I've always told towns to be prepared to spend $99/year, in case the costs rise to the point that I shouldn't just pay for this out of my own pocket. I'll leave that advice intact, but before we go there, I thought it'd be good to try supporting the site with donations.

Kiosks

In the initial draft of the MA Open Meeting Law regulation, internet access was not considered sufficient for 24/7 access. The regulations have since been changed, and now using this site should be all you need to comply. However, if you want to go beyond the minimum requirements of the law, and provide 24/7 viewing of this information via internet Kiosks, that is supported. You'll notice a couple "Kiosk" links on the navigation bar on the left. You can take any old computer, put it in a 24/7-accessible location (the fire station, for example), connect it to the internet, and point it at the Kiosk page. I'd recommend using Google Chrome if you can get it for the machine you are using. Connect a keyboard and hit F11 for full-screen mode (then disconnect the keyboard and mouse), and you'll have a standalone kiosk.

I've also included a "Talking Kiosk" page, because I suspect that a silent digital sign would not pass muster with the Americans with Disabilities Act. This should work on any Windows or Mac PC, using their built-in text-to-speech capacity. If you want to use Linux, email me and I'll fill you in on how to get text-to-speech working there, too.

Here are some detailed instructions about how I set up a Windows XP-based Open Meeting Kiosk.

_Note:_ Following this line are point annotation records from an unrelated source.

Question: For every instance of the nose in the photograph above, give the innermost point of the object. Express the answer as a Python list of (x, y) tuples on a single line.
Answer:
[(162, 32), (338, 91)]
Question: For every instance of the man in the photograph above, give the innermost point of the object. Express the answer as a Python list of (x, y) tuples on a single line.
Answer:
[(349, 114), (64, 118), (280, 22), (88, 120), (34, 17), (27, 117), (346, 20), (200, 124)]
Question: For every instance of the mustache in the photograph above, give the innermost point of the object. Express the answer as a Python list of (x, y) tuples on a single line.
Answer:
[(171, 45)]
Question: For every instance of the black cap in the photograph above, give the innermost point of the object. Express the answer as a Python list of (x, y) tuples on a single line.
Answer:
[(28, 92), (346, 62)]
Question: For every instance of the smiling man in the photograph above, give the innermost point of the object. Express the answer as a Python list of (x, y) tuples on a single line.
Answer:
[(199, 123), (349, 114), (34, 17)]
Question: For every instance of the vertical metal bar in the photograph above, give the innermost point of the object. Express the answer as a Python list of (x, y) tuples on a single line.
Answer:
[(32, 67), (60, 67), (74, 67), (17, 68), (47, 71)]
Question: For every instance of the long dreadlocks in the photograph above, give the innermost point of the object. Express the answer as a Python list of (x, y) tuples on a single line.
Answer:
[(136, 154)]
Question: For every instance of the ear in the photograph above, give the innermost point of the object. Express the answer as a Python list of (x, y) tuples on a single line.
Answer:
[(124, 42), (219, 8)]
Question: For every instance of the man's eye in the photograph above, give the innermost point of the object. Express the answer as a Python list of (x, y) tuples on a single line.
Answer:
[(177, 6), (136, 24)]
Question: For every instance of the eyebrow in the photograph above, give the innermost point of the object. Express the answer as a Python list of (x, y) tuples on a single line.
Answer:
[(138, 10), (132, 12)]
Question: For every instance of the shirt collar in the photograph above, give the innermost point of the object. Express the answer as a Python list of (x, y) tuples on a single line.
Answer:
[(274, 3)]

Here are some detailed instructions about how I set up a Ubuntu Linux-based Open Meeting Kiosk.

Public Access Cable

If you want your town's meeting notices to appear on your public access station, have your PEG coordinator get in touch with me at the email address, above. The "PEG Video" link on the left will drive a Google Chrome browser on Windows or Mac with a TV-ready signal at 720x540 resolution, full screen. Just plug the audio and video outputs of that computer into the PEG uplink, and you should be all set.

24/7 Telephone Access

The content on the site can also be accessed any time by calling the 24/7 number on the left. This is another way that towns can use the site to comply with the MA Open Meeting Law. I will add numbers in other area codes (508, 617, etc.) as towns from those regions come on line. This only costs me about $12/year for each phone number, and a penny a minute when someone calls. (And so far, my analytics show that nobody ever calls.)

Legal Stuff

The software I create for this site is Copyright 2010-2019, Joshua E Smith. The system has been designed with security in mind, but it is impossible for me to make any guarantees about being hacker-proof. I'd be happy to subject the code to a security audit if you have access to an individual qualified to do this. We can also work out a continuity of operations agreement, to ensure you can get the code and do ongoing maintenance if I get hit by a bus or something. (The code is written in Python, HTML, CSS, and JavaScript.) I'm willing to talk to your town attorney for as long as it takes to get everyone comfortable with adding your town to this site. I'm a big fan of open government, and anything I can do to help that cause is worth my time.